Group Home Probed After Abuse Reports State Stops Sending Juveniles While Investigation Is Under Way

Associated Press

The state has stopped sending youngsters to a Cowlitz County group home for troubled boys, pending completion of a probe into reports of physical abuse and other problems.

The director of the Toutle River Boys Ranch, Steve Watters, said Friday he welcomed the review, and is confident the state will give the facility, about 10 miles north of Longview, a clean bill of health.

“A stop-placement has been ordered. We aren’t placing any additional children there, but children already there will remain,” said Laurie Evans, regional administrator for the Department of Social and Health Services. The state already has about 30 boys at the nonprofit, contract home, she said.

“We are auditing the general operation to make sure the facility is maintaining health and safety of the kids. There is information that the children weren’t being supervised sufficiently by staff. The majority of the incidents were physical assaults,” she said.

Evans said investigators are preparing a final report of their findings, which will be made public, possibly next week.

Watters, however, said he also was asking for a federal investigation of the ranch to ensure the state was not engaged in a “witch hunt” spawned by fear and embarrassment over its handling an investigation last year into extensive sexual abuse allegations at the now-closed O.K. Boys Ranch in Olympia.

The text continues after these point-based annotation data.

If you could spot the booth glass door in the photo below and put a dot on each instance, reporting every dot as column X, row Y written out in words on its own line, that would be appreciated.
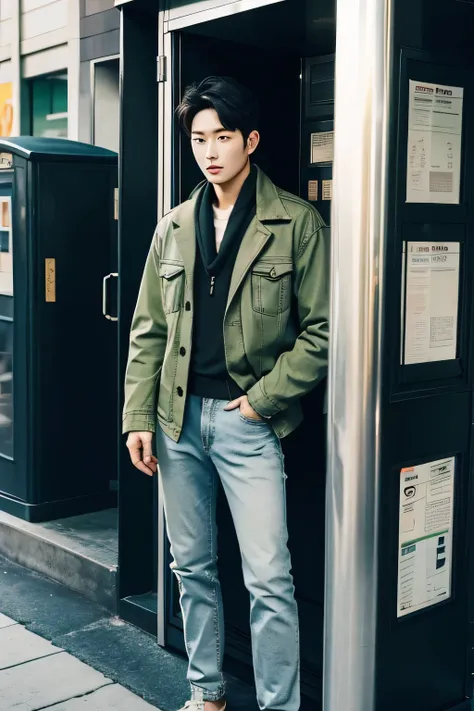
column 6, row 323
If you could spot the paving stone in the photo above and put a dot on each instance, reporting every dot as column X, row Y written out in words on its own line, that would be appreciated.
column 18, row 646
column 45, row 682
column 109, row 697
column 6, row 621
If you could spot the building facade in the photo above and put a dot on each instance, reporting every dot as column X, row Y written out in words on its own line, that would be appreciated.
column 59, row 69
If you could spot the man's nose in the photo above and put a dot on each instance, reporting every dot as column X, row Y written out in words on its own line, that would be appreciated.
column 211, row 153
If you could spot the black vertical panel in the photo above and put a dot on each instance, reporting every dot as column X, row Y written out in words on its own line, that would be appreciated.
column 138, row 210
column 426, row 413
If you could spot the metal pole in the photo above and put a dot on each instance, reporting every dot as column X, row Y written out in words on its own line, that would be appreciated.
column 363, row 51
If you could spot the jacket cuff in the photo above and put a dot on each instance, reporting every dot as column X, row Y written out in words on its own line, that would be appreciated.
column 138, row 422
column 261, row 403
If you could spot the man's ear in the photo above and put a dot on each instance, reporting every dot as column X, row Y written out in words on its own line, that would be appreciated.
column 252, row 142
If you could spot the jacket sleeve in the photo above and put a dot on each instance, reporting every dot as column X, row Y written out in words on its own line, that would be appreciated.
column 298, row 371
column 148, row 337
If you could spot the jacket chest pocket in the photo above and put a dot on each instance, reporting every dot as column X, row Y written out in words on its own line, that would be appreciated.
column 271, row 287
column 172, row 284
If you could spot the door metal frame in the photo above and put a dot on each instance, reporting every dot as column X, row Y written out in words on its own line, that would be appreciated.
column 206, row 10
column 359, row 237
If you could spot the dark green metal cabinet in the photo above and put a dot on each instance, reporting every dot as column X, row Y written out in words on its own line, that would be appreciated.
column 58, row 399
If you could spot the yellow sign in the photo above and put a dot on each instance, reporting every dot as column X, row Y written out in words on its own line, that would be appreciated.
column 50, row 277
column 6, row 109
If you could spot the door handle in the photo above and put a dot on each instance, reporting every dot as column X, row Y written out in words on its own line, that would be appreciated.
column 105, row 296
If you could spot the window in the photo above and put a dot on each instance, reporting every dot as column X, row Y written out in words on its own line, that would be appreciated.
column 49, row 105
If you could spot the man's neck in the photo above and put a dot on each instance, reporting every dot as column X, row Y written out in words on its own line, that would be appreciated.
column 228, row 193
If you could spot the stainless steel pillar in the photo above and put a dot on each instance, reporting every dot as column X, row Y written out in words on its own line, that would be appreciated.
column 363, row 52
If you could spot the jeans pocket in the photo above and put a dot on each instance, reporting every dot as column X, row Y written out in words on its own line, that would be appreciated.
column 252, row 420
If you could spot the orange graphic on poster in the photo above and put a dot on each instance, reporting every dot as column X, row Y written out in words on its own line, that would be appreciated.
column 6, row 109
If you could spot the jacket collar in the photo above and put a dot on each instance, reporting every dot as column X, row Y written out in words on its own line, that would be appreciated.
column 269, row 204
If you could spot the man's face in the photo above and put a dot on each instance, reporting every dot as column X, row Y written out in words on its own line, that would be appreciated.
column 221, row 154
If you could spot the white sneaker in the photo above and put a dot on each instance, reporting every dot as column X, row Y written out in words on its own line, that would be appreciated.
column 197, row 706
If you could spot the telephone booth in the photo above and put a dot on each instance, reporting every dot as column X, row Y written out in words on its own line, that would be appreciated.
column 366, row 113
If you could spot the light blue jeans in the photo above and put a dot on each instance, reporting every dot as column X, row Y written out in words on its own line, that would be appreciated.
column 246, row 456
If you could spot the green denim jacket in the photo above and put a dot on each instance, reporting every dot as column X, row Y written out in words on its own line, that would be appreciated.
column 275, row 325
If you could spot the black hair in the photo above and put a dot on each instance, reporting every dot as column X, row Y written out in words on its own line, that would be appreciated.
column 235, row 105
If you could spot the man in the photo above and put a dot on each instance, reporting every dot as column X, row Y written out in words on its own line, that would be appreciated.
column 230, row 330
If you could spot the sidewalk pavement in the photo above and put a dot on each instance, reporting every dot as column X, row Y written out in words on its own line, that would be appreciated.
column 35, row 674
column 60, row 651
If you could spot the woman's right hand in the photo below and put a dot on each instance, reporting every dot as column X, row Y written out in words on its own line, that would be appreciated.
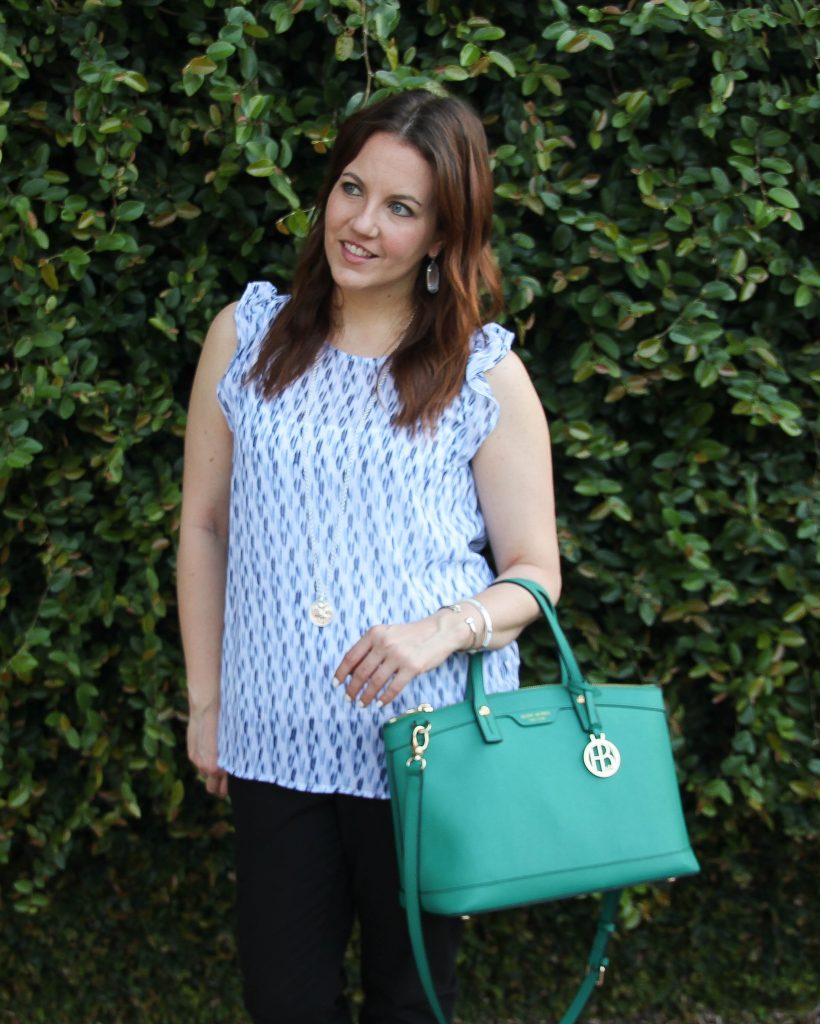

The attorney general is looking into how DSHS handled that probe, and a legislative committee says it will do the same.

“I have absolutely nothing to hide,” Watters said. “There is nothing there. I have sat here and taken notes during the (state) audit, and I can tell you, what the audit has found is what is to be expected” given the sort of youngsters at the facility. The ranch takes in largely older teenagers who have proven too tough to be placed in foster homes.

“We were told that the volume and nature of physical abuse between clients is too high. The most frequent incidents are physical altercations between clients, not five kids ganging up on one kid,” Watters said, adding that most of the fights are not serious.

He said the state found no problems following three routine “health and safety reviews” in the past year.

“This newest review came out of the blue,” he said.

“There is always room for improvement, but to tell you the truth, I worry that this could be a witch hunt.”

The O.K. Boys Ranch was closed after the state agreed to pay $4.3 million to 16 boys to settle lawsuits alleging they had been physically and sexually abused there.